Images of National Hotel on Miami Beach
Photographs of the historic 14-story Art Deco designed National Hotel at 1677 Collins Avenue on Miami Beach.
Nestled between the Delano and Sagamore Hotels on Miami Beach is the historic National Hotel at 1677 Collins Avenue. The cover photograph is a postcard of the 14-story building, showcasing the front façade and back of the hotel, within a year of its opening in the early 1940s. One of the most distinctive features of the edifice is the cupola at the top of the structure, along with many other traditional characteristics of the Art Deco design pattern. The hotel consisted of 109 rooms and a three-bedroom penthouse when it first opened.

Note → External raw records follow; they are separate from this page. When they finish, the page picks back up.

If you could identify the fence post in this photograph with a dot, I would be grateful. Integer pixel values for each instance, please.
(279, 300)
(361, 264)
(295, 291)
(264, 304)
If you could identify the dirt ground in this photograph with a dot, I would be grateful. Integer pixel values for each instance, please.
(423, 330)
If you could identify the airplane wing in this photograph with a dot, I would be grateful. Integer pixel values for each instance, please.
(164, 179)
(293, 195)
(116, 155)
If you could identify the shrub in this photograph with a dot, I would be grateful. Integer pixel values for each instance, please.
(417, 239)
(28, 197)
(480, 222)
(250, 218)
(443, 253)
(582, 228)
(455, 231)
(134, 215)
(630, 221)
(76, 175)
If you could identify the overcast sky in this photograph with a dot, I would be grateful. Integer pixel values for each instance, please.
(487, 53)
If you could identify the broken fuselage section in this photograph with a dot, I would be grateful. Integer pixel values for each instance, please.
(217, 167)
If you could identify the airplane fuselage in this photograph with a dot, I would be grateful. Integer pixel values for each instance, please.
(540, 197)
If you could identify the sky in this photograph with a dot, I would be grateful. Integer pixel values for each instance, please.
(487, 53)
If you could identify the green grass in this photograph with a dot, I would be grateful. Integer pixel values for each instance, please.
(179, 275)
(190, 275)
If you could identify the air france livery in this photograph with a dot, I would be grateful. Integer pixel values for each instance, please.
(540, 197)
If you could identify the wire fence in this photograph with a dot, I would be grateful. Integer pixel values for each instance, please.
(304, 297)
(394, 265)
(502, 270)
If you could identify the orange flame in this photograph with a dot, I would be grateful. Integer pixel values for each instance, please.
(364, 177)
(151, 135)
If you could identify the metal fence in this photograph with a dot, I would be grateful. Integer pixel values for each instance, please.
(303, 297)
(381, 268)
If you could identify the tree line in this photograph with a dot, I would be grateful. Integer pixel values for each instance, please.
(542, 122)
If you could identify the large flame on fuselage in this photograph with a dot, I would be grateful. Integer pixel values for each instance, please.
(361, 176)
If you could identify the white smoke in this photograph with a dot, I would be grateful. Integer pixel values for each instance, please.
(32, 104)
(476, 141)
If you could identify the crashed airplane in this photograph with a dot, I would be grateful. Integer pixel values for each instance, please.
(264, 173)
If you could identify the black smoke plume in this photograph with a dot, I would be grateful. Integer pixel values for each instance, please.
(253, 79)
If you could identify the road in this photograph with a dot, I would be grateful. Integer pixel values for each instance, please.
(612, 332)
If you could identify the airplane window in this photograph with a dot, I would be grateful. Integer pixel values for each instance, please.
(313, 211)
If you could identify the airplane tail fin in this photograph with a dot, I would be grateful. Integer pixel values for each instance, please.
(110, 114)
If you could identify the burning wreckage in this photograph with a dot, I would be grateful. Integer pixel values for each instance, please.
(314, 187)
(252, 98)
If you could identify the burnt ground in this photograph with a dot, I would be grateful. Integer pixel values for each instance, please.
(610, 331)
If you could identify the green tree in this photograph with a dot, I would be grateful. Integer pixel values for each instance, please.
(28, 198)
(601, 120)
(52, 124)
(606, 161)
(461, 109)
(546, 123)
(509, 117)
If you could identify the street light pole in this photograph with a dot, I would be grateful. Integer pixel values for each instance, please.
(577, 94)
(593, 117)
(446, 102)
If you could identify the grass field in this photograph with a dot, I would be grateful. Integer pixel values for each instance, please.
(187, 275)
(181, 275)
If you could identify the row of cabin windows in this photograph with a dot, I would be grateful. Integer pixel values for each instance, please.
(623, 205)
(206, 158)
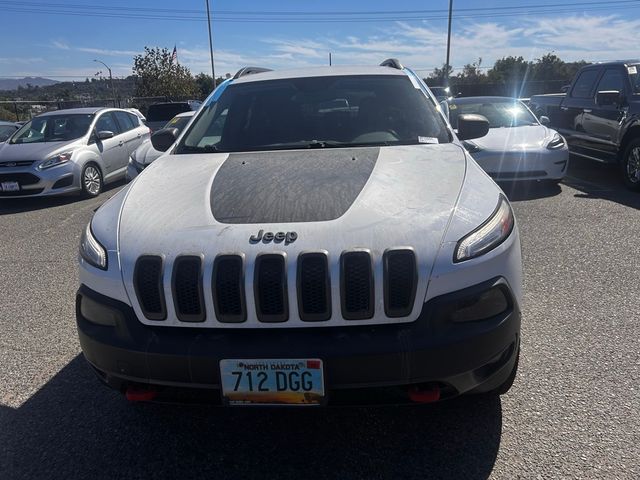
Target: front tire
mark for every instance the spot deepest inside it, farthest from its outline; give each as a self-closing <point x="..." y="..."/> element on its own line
<point x="630" y="165"/>
<point x="91" y="180"/>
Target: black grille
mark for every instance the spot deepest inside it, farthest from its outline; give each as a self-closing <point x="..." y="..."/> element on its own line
<point x="22" y="192"/>
<point x="187" y="289"/>
<point x="400" y="281"/>
<point x="147" y="281"/>
<point x="314" y="292"/>
<point x="270" y="288"/>
<point x="21" y="178"/>
<point x="228" y="289"/>
<point x="356" y="285"/>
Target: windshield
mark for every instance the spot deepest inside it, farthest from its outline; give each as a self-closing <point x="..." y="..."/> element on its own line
<point x="6" y="131"/>
<point x="316" y="112"/>
<point x="506" y="113"/>
<point x="178" y="122"/>
<point x="54" y="128"/>
<point x="166" y="111"/>
<point x="634" y="76"/>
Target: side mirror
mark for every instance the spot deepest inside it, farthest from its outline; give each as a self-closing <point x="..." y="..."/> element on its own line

The inn was conceived and financed by Harry Koretsky, founder of the Brightstar Flashlight & Battery Company in Jersey City, New Jersey, who moved to Miami Beach in 1932 and began investing in real estate to construct hotels to meet the demand of winter tourism during the latter part of the 1930s. Prior to constructing the National Hotel, Koretsky owned the Grand National Hotel on Miami Beach, but sold it in April of 1940 for $117,500 to help finance the development of the National Hotel.
The pictures seen in Figures 1 & 2 provide a rare glimpse of two rooms found within the hotel photographed in October of 1941, within a year of its opening. The hotel was designed by renowned architect Roy France, and was constructed near the end of the Art Deco design era on Miami Beach.
The project was started in July of 1940 and was finished prior to the end of that same year at an estimated cost of $500,000. The hotel opened in December in time for the 1940 – 41 winter season. Within two years of opening, the structure was turned over to the Army Air Corp as an administrative building during World War II when the military took over much of South Florida to support the war effort.
The edifice is still standing along Collins Avenue and is a member of the Historic Hotels of America program of the National Trust for Historic Preservation. It was fully renovated in 2022 during the closure of the hotel due to the Covid pandemic.
My parents & I spent the summers of 1969-1971 at the National in the motel section; great memories.